ECCHYMOSES
                 
à N.K.

    Griffer les tabous au moyen de matériaux qui inventent chaque fois une recette inédite, évoquer doucement les sentiments détruits, ne pas accepter les empreintes féroces après l’humiliation, tu entends porter au sang l’hypocrisie des relations amoureuses. Tu ne t’armes ni d’un couteau, ni de rancœur. Tu accuses, tendrement. Puis tu nous laisses, seuls.

    Qu’ont-ils fait à tes doigts, à ton cœur ?

   Tu ne dois pas craindre la crudité d’un aveu.

   Les mots ici ne sont jamais des titres. Ce sont des paupières insolentes qui s’ouvrent sur le silence. Ils arrachent aux non-dits leur tourmente insomniaque.

   Les mots, la nuit. Et les gestes maladroits, boudeurs, mais tout aussi bien agiles, téméraires, précis. Et le danger, anonyme toujours. La nuit et ton reliquaire inépuisable.

   Qu’ont-ils fait à ta peau, à ton sexe d’adolescent heurté ?

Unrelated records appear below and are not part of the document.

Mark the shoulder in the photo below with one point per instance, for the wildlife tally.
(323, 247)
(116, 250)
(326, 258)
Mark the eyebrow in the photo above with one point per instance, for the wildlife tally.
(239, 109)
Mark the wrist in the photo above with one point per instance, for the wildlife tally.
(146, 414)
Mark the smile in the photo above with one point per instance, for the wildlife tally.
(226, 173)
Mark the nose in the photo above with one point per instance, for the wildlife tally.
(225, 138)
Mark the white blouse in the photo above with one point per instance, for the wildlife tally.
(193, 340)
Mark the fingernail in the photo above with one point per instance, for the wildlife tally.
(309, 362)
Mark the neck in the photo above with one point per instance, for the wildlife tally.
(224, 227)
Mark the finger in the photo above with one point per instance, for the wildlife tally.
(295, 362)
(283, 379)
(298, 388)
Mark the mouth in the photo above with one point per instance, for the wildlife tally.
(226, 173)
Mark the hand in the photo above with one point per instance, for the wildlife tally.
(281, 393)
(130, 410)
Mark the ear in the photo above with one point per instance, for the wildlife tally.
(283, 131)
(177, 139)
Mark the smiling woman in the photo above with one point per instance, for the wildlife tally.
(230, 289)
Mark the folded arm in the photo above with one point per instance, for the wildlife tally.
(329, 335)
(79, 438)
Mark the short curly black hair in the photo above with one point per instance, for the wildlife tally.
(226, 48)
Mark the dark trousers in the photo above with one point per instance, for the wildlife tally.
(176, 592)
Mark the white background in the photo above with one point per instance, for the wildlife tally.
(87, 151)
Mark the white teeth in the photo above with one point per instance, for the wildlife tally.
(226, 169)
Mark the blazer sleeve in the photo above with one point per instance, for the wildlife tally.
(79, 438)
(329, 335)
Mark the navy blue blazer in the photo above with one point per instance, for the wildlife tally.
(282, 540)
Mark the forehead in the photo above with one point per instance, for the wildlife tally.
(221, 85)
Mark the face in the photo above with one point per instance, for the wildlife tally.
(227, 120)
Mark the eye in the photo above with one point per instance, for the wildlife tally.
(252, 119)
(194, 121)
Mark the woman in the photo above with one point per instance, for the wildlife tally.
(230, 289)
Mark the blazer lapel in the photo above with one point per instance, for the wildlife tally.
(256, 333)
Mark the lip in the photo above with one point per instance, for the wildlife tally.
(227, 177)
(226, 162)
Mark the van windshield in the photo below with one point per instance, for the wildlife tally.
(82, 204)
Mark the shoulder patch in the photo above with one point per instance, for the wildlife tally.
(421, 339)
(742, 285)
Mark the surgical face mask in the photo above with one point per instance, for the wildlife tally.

   Des bosquets de gamins tremblent dans le jardin d’Orient. Qui t’empêche de dormir ? D’enlacer ? L’urgence pornographique a fait place à d’autres protagonistes, de ceux qui diffusent la douleur. Et le désir. L’ambivalence des corps qui brûlent et se baignent, dans des fleuves qu’on disait « barbares ». Car il y a aussi des rires qu’il te faudra apprivoiser, des rires libres, qui corrigent des larmes. Il le faut.

Pierre Giquel .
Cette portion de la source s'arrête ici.